酒汉防己、防风(以上各三分),炒神曲、独活(以上各五分),川芎、柴胡、肉桂、当归梢、炙甘草、苍术(以上各一钱),羌活一钱五分,桃仁(五个,去皮尖,研如泥)。

上?咀,都作一服,好酒三大盏,煎至一大盏,去渣,稍热,食远服。

《内经》中有《刺腰痛篇》。《素问・刺腰痛篇》论述了足三阳经、足三阴经、奇经八脉发生病变都可使经气不利从而引发表现各异的腰痛,并给出了治疗法则和针刺穴位。可是,为什么李东垣治疗腰痛只提及足太阳、足少阴、足少阳经呢?

整理《兰室秘藏・腰痛门》,其中记载了14种腰痛的治疗方法,共提及13个穴位。其中属足太阳膀胱经穴的穴位有委中、委阳、殷门、承筋、承山共5个,属足少阴肾经的穴位有筑宾、复溜、交信共3个,属足少阳胆经的穴位有阳关、阳辅共2个。其余三个穴位分别是足阳明胃经的足三里、足厥阴肝经的蠡沟和足太阴脾经的地机。

也许是李东垣将《素问・刺腰痛篇》与自己的临床实践相结合,得出了这一结论:即腰痛“皆为足太阳、足少阴血络中有凝血作痛,间有一二证属少阳胆经外络脉病,皆去血络之凝乃愈”。

医案中记载病发于冬季,主症为腰痛波及胁痛且不能转身。病因为寒湿外侵,病程已月余,病机为寒湿外侵,瘀血阻络,治疗以祛风散寒除湿、活血通络为法。组方以羌活、独活、防风祛风散寒除湿;当归梢、川芎、桃仁活血通络。苍术温燥寒湿,酒汉防己利湿除痹,佐羌活、独活、防风散寒除湿。肉桂温通血络,佐当归梢、川芎、桃仁活血通络。炒神曲温中助运,炙甘草调和诸药,酒煎温通脉络。

方中有一味柴胡,似与此案无关。它在这里是什么作用呢?

《汤液本草》中说:柴胡“少阳经、厥阴经行经之药”。考虑到病变经络的不同,所以选药也不同。医案中的腰痛证属足太阳经、足少阴经、足少阳经病变,李东垣在《脾胃论》中曾指出羌活、防风等风药有通行经络之用,故选用了羌活、防风、川芎、柴胡、独活。《汤液本草》中记载:羌活“太阳经本经药也”;防风“太阳经本经药也”;川芎“少阳经本经药”;柴胡“少阳经、厥阴经行经之药”;独活“足少阴肾经行经之药”。诸药合用,针对足太阳经、足少阴经、足少阳经通经祛邪。

本案为风寒湿痹,为什么要选川芎肉桂汤?可否用麻黄汤加减治疗?如麻黄加术汤、麻黄杏仁薏苡甘草汤等。

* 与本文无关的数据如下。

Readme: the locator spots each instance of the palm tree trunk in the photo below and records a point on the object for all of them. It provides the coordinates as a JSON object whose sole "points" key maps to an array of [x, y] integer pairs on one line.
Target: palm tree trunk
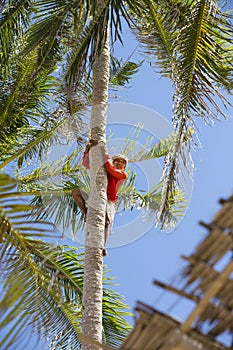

麻黄、桂枝与羌活、防风相比较,前者长于治疗风寒痹,后者长于治疗风寒湿痹。风寒痹阻太阳经表,肺气被遏,可在麻黄、桂枝祛风散寒的基础上,加用杏仁宣降肺气;风寒湿痹阻太阳经表,脾运被困,可在羌活、防风祛风散寒除湿的基础上,加用苍术运脾化湿。

麻黄、桂枝、杏仁、炙甘草四药组合,可长于治疗风寒表证和风寒痹症。羌活、防风、苍术、炙甘草四药组合,可长于治疗风寒湿表证和风寒湿痹证。

进一步思考,假如临床遇到的腰痛患者不单纯是风寒湿痹证,还有其他兼加症状,该如何治疗呢?若素有里热或邪郁化热,可加用黄芩或生地等清热药。若患者头痛较甚,疼痛部位在头后枕部,考虑少阴经头痛,可加用细辛;疼痛部位在前额部,考虑阳明经头痛,可加用白芷;疼痛部位在巅顶部,考虑厥阴经头痛,可加用川芎。

这些所加之药也都有祛风散寒之功。恍然大悟,羌活、防风、苍术、炙甘草,加生地、黄芩、细辛、白芷、川芎九味药恰是九味羌活汤。九味羌活汤是张元素的原创方,载于其学生王好古所撰的《此事难知》。书中指出:“以上九味虽为一方,然亦不可执。执中无权,犹执一也。当视其经络前、后、左、右之不同,从其多、少、大、小、轻、重之不一,增损用之,其效如神。”“九味羌活汤不独解利伤寒,治杂病有神。”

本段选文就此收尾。